Desafios para a diminuição dos índices de evasão universitária no Brasil

Enviada em 01/11/2019

Segundo o conceito de “Banalidade do Mal”, da filósofa alemã Hannah Arendt, o mal torna-se algo banal quando é admitido pela sociedade acima da razão e de seus valores éticos. Nessa perspectiva, ao se analisar a questão da evasão universitária, percebe-se que o pensamento de Hannah está intrinsecamente ligado aos problemas do século XXI. Esse cenário antagônico é fruto tanto da faltas de políticas eficientes, quanto do descaso com inclusão social.
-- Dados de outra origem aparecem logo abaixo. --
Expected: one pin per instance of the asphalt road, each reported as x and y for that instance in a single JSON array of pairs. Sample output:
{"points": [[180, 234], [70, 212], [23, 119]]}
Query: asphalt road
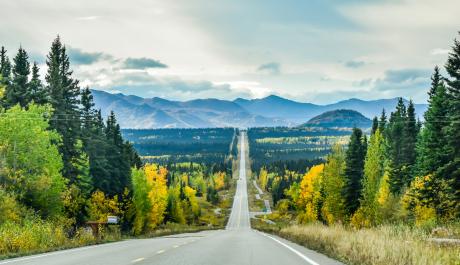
{"points": [[238, 244]]}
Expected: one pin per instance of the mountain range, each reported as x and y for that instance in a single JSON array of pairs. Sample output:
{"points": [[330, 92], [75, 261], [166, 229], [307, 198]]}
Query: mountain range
{"points": [[341, 118], [143, 113]]}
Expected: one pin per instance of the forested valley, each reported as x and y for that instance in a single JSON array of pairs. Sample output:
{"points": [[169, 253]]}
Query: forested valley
{"points": [[398, 182], [63, 165]]}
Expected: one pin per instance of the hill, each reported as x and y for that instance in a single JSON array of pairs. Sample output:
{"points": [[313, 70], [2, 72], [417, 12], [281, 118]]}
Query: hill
{"points": [[148, 113], [339, 118]]}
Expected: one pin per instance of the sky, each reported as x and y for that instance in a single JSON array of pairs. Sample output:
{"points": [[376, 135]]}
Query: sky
{"points": [[318, 51]]}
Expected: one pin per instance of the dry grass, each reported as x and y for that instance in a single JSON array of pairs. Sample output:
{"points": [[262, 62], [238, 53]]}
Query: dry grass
{"points": [[36, 236], [385, 245]]}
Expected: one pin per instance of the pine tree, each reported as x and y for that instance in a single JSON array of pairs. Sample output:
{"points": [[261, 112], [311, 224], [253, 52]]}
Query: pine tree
{"points": [[5, 67], [395, 137], [333, 208], [373, 173], [355, 155], [119, 156], [382, 122], [36, 89], [431, 149], [452, 169], [375, 125], [17, 92], [64, 97], [410, 140]]}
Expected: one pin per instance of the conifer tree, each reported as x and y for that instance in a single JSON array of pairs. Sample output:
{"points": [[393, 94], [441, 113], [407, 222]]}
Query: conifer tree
{"points": [[36, 89], [410, 139], [373, 173], [431, 149], [354, 167], [383, 122], [375, 125], [5, 66], [64, 97], [17, 92], [395, 135], [333, 208]]}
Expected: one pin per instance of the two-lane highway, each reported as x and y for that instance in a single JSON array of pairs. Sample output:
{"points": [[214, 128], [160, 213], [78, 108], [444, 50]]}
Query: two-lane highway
{"points": [[238, 244]]}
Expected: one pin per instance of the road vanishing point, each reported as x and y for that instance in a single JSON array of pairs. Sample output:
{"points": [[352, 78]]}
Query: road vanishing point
{"points": [[238, 244]]}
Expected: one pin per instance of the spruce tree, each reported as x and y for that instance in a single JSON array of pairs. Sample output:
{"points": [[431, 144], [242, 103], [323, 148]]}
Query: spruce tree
{"points": [[410, 139], [17, 92], [5, 66], [354, 166], [36, 89], [431, 149], [118, 155], [64, 97], [395, 137], [375, 125], [452, 169], [382, 122]]}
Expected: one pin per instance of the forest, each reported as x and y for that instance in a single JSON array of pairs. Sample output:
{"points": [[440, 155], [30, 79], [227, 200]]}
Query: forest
{"points": [[292, 148], [399, 184], [62, 164]]}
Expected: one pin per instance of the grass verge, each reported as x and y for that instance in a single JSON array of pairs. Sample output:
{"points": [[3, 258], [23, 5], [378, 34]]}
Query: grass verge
{"points": [[383, 245]]}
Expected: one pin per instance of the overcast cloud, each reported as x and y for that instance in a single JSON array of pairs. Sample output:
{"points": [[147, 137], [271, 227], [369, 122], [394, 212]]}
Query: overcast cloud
{"points": [[318, 51]]}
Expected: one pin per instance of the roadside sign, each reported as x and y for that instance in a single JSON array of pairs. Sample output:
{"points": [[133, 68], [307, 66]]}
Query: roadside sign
{"points": [[112, 219]]}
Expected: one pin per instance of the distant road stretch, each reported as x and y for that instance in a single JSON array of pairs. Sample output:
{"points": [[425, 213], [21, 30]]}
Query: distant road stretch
{"points": [[238, 244]]}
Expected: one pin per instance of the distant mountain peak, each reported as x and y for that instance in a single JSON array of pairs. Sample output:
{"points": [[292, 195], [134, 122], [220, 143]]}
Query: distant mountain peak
{"points": [[339, 118], [137, 112]]}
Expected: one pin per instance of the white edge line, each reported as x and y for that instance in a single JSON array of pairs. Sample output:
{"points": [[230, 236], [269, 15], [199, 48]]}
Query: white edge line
{"points": [[137, 260], [291, 249]]}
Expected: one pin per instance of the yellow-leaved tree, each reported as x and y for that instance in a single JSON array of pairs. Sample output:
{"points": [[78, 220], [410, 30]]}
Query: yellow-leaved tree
{"points": [[219, 180], [158, 193], [310, 194], [100, 206], [263, 178], [150, 197]]}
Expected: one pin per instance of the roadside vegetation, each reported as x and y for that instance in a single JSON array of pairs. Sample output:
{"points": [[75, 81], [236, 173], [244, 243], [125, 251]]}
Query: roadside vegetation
{"points": [[391, 197], [63, 165]]}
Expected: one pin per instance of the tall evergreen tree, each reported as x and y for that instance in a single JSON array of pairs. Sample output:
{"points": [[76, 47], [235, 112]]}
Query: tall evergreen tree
{"points": [[36, 89], [395, 137], [382, 122], [354, 166], [431, 149], [119, 158], [410, 140], [452, 169], [17, 92], [5, 66], [375, 125], [64, 97]]}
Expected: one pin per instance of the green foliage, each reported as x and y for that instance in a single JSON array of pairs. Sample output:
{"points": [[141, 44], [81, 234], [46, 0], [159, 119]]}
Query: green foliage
{"points": [[354, 166], [31, 160], [175, 212], [333, 208], [373, 173], [17, 91]]}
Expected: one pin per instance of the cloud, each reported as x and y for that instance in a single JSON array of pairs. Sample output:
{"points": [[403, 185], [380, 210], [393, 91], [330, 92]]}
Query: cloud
{"points": [[272, 68], [88, 18], [142, 63], [404, 79], [354, 64], [77, 56], [439, 51]]}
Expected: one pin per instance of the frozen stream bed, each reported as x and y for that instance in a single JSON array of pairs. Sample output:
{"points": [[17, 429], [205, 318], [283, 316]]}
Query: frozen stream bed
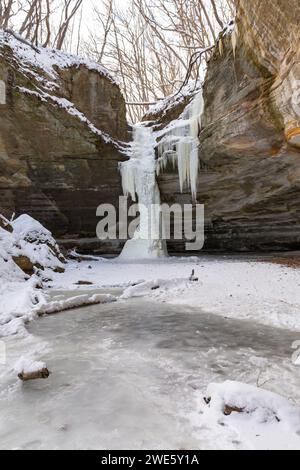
{"points": [[131, 375]]}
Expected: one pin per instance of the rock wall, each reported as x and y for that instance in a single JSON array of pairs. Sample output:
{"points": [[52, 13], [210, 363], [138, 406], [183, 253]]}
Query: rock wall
{"points": [[60, 135], [250, 139]]}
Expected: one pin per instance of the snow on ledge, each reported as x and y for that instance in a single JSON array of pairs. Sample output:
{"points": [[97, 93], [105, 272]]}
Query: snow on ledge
{"points": [[262, 420], [48, 59]]}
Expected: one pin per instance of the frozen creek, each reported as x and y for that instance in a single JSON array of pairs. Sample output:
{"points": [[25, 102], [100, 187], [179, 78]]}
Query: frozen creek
{"points": [[130, 375]]}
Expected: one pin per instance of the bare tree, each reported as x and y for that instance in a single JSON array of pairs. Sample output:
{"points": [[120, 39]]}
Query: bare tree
{"points": [[152, 46]]}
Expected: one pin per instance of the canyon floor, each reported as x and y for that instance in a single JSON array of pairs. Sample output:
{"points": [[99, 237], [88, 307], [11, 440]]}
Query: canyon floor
{"points": [[134, 373]]}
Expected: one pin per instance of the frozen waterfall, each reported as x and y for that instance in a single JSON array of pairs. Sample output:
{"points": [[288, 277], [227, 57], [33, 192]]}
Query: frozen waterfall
{"points": [[180, 145], [139, 182]]}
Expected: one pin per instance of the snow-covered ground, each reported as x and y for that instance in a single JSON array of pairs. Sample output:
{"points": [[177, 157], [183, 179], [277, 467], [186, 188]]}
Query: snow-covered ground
{"points": [[264, 292], [158, 347]]}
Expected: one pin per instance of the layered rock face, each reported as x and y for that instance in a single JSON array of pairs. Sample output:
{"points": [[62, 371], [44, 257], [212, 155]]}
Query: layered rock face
{"points": [[61, 132], [250, 140]]}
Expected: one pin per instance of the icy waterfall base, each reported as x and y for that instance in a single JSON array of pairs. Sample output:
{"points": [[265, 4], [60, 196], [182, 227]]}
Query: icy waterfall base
{"points": [[139, 182]]}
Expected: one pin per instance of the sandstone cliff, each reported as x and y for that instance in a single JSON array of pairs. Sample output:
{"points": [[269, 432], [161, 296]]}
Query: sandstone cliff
{"points": [[250, 140], [60, 139]]}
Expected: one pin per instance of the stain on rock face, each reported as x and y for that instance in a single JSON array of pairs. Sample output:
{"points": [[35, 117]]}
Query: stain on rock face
{"points": [[250, 139]]}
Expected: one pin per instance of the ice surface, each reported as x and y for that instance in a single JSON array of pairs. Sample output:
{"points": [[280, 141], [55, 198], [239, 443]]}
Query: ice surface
{"points": [[130, 375]]}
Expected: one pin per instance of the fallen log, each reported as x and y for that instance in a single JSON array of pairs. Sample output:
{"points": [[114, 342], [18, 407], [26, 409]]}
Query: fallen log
{"points": [[73, 303], [35, 375]]}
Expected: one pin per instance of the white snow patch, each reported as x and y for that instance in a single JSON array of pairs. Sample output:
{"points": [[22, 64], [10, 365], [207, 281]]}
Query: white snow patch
{"points": [[268, 421]]}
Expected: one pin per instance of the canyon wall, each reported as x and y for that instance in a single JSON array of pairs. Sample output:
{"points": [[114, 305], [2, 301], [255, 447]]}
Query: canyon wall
{"points": [[250, 139]]}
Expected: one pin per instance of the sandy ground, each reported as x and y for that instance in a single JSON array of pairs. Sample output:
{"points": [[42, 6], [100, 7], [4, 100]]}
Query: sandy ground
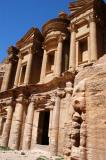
{"points": [[26, 155]]}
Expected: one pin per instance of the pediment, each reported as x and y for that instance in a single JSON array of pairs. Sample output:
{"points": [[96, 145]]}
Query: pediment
{"points": [[29, 37]]}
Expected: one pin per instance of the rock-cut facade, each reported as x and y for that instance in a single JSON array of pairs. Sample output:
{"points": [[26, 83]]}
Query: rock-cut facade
{"points": [[53, 86]]}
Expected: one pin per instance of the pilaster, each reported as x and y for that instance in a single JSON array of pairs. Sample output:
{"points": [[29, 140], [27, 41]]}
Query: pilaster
{"points": [[15, 132], [55, 122], [7, 127], [29, 124]]}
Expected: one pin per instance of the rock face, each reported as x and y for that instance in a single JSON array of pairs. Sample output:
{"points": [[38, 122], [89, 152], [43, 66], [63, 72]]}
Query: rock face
{"points": [[2, 71], [88, 125]]}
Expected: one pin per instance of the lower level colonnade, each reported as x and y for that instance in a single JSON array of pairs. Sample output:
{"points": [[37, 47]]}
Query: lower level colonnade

Diante disso, torna-se fundamental a discussão desses aspectos, a fim de romper com a banalização dos vícios sociais.

Antes de tudo, é fulcral pontuar que a evasão universitária deriva da baixa atuação dos setores governamentais, no que concerne à criação de mecanismos que coíbam tais recorrências. Segundo o pensador Thomas Hobbes, o Estado é responsável por garantir o bem-estar da população. Entretanto, isso não ocorre no Brasil, devido à falta de ação das autoridades, na estruturação de sistema básico de ensino, que garanta uma bagagem de estudos suficiente, para que o aluno possa chegar na faculdade sem dificuldades nas matérias fundamentais e, em consequência, não abandone o curso por baixo rendimento na matérias. Desse modo, faz-se mister a reformulação dessa postura estatal.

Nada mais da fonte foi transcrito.